Spetters (1980, Paul Verhoeven)
Das hört sich doch erstmal langweilig an: Drei junge Kerle, die alle noch bei ihren Mamas und Papas in der holländischen Vorstadt wohnen, wollen als Motocross-Fahrer ganz groß rauskommen. Und alle drei wollen sie mit der hübschen Frittenverkäuferin (Renée Soutendijk) ins Bett. Die betreibt mit ihrem schwulen Bruder einen Imbisswagen, träumt aber von einem neuen Leben an der Seite eines Mannes mit Geld. Es geht hin und her und her und hin bis sich am Ende alle Schicksale erfüllen. Könnte eine langweilige Vorabendserie sein, ist aber ein faszinierendes Kleinstadtporträt, das viel weniger mit Motorrädern zu tun hat, als man befürchten möchte. Paul Verhoeven und sein Autor Gerad Soeteman schauen genau hin und beschreiben, wie das Leben ist in diesem Ort vor den Toren Rotterdams. Da sind einerseits Solidarität, Gemeinsinn und Hilfsbereitschaft, andererseits Homophobie, christlicher Fundamentalismus und Sexismus. Eingefangen ist das Kaleidoskop menschlicher Verhaltensweisen inklusive expliziter Darstellung von Sex und Gewalt von Jost Vacanos umwerfender Kamera.

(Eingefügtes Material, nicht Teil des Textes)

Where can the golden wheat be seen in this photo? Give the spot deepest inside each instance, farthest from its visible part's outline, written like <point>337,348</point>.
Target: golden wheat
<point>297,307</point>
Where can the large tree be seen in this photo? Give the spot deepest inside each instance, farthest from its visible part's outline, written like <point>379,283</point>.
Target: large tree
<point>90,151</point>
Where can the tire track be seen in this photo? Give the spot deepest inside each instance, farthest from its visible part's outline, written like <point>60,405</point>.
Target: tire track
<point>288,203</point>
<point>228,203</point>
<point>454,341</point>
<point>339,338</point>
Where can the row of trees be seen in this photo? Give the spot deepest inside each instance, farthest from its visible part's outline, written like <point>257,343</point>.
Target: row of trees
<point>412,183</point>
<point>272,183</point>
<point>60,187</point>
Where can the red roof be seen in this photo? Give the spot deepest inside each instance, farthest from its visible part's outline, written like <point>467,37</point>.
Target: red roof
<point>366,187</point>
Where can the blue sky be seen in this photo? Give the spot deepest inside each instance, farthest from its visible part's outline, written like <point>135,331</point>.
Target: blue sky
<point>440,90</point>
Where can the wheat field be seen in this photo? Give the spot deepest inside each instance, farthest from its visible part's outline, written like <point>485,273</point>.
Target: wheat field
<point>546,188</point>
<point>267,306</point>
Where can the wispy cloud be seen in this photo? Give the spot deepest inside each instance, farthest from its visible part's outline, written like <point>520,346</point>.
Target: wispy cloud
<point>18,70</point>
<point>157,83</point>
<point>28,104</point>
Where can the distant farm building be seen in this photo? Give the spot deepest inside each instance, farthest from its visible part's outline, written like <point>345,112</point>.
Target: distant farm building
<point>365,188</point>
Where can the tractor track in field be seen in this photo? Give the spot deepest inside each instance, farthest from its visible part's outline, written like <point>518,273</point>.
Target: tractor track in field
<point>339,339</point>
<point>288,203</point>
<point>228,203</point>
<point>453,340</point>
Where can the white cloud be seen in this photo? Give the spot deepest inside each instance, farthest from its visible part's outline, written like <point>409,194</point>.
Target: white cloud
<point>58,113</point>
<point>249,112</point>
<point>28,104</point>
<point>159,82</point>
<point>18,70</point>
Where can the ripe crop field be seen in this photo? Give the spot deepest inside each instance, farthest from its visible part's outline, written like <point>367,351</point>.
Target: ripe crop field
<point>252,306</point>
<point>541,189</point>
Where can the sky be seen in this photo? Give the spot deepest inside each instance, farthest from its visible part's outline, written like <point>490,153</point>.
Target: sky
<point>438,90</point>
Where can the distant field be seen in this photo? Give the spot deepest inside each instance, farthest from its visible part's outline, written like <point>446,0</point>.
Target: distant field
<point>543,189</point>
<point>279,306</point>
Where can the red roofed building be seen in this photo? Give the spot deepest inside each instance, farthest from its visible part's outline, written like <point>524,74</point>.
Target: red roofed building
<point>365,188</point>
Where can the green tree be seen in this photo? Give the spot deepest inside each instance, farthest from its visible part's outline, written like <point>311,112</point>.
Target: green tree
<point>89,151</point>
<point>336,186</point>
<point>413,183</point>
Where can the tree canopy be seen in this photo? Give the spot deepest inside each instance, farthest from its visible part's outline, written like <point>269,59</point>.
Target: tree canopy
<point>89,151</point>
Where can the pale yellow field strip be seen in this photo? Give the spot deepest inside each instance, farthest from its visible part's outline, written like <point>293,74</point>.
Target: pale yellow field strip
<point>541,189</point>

Aber kein Verhoeven-Film ohne hysterische Reaktionen: Speziell eine homosexuelle Vergewaltigung ließ Spetters zu einem Alptraum für Jugendschützer werden. Zumal Spetters keine wertenden Kommentare oder Urteile abgibt, sondern es dem Zuschauer überlässt, sich selber Gedanken zu machen. Verurteilt wird zum Ärger der Moralapostel auch nicht die Frittenverkäuferin Fientje, die jederzeit ihren Körper feil bietet um ihr Ziel zu erreichen. Ganz im Gegenteil ist sie grundehrlich und sagt allen Beteiligten ganz offen, was sie will. Passend zu einem der umstrittensten Werke der niederländischen Filmgeschichte.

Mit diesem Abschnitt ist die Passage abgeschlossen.